The applications of time-reversal acoustics are wide ranging: imaging, surgery, even the recharging of batteries for implanted medical devices. Yet the big story here goes beyond the coolness of this new technology: the science of time-reversal acoustics will open the minds of doctors, surgeons and western medical researchers to the benefits of vibrational medicine. This sort of technology breakthrough -- when coupled with the rapid progress in phototherapy, color therapy and homeopathy -- promises to bring about a revolution in medicine. We are moving from the outmoded age of chemical medicine (where most diseases were described as "chemical imbalances" by the pharmaceutical companies) to the age of vibrational medicine, where the natural forces of nature are harnessed to help create a healing response in patients. Sound therapy is just one of dozens of exciting fields in vibrational medicine that hold tremendous promise for improving the quality of our health care while dramatically lowering its cost.
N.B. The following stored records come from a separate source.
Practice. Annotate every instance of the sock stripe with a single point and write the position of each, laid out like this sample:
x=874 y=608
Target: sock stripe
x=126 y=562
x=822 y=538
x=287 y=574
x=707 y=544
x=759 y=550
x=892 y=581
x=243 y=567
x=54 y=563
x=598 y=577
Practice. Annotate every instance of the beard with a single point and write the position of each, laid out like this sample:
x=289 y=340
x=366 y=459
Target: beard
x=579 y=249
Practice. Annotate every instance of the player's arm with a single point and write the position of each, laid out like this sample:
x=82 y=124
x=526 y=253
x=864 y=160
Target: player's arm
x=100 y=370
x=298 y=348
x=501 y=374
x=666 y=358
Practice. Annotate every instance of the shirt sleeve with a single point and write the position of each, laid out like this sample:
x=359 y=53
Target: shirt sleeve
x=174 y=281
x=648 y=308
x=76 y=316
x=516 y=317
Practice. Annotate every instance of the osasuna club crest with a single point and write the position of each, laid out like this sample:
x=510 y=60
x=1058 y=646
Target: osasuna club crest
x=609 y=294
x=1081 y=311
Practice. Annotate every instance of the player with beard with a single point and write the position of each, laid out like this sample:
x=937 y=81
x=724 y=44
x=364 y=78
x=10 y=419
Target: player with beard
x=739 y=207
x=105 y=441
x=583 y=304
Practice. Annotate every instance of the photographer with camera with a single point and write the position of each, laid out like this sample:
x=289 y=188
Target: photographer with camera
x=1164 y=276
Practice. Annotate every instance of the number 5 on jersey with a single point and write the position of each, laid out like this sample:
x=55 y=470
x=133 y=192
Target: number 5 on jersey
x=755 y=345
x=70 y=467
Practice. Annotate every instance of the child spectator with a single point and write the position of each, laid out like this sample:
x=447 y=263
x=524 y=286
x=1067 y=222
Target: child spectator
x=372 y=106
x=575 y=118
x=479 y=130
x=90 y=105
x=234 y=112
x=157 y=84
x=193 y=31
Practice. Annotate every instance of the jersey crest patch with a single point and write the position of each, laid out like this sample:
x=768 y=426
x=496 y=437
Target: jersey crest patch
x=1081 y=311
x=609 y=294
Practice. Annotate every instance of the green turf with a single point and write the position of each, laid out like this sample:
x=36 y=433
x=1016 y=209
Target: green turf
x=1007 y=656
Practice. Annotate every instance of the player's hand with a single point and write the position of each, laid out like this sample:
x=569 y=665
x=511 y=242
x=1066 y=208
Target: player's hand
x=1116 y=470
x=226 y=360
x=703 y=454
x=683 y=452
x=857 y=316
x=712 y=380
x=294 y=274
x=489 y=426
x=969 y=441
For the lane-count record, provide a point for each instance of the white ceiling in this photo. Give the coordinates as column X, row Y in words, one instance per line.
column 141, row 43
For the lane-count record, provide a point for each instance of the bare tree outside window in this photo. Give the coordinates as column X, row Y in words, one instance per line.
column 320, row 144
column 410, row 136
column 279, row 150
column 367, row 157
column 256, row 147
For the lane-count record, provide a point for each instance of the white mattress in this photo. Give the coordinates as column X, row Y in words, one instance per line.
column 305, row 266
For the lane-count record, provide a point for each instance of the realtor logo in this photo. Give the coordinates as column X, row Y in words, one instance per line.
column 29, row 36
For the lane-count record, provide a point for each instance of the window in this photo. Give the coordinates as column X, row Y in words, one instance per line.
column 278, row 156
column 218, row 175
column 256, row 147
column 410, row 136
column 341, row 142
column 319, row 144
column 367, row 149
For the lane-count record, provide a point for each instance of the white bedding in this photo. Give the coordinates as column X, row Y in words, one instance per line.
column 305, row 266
The only barrier to the acceptance of vibrational medicine remains the firmly held (and oudated) beliefs of the older doctors and surgeons still practicing medicine. They don't believe in vibrational medicine, and hence they claim it doesn't exist. They aggressively attack homeopathy, acupuncture, sound therapy and mind/body medicine even in the face of an overwhelming body of sound evidence (no pun intended) that they work. Younger doctors, however, are far more curious about nature and are increasingly open to exploring and even prescribing these forms of medicine. When the majority of doctors start doing that, we will be firmly in the third age of medicine: vibrational medicine. We'll treat patients without drugs, without invasive surgery, and without dangerous side effects. Health care costs will plummet, positive results will skyrocket, and the pharmaceutical industry will become practically obesolete.
This outcome is still years away, of course, but that's where things are headed. The age of chemical medicine will soon take its place in the medical history books alongside the once-common practice of blood letting.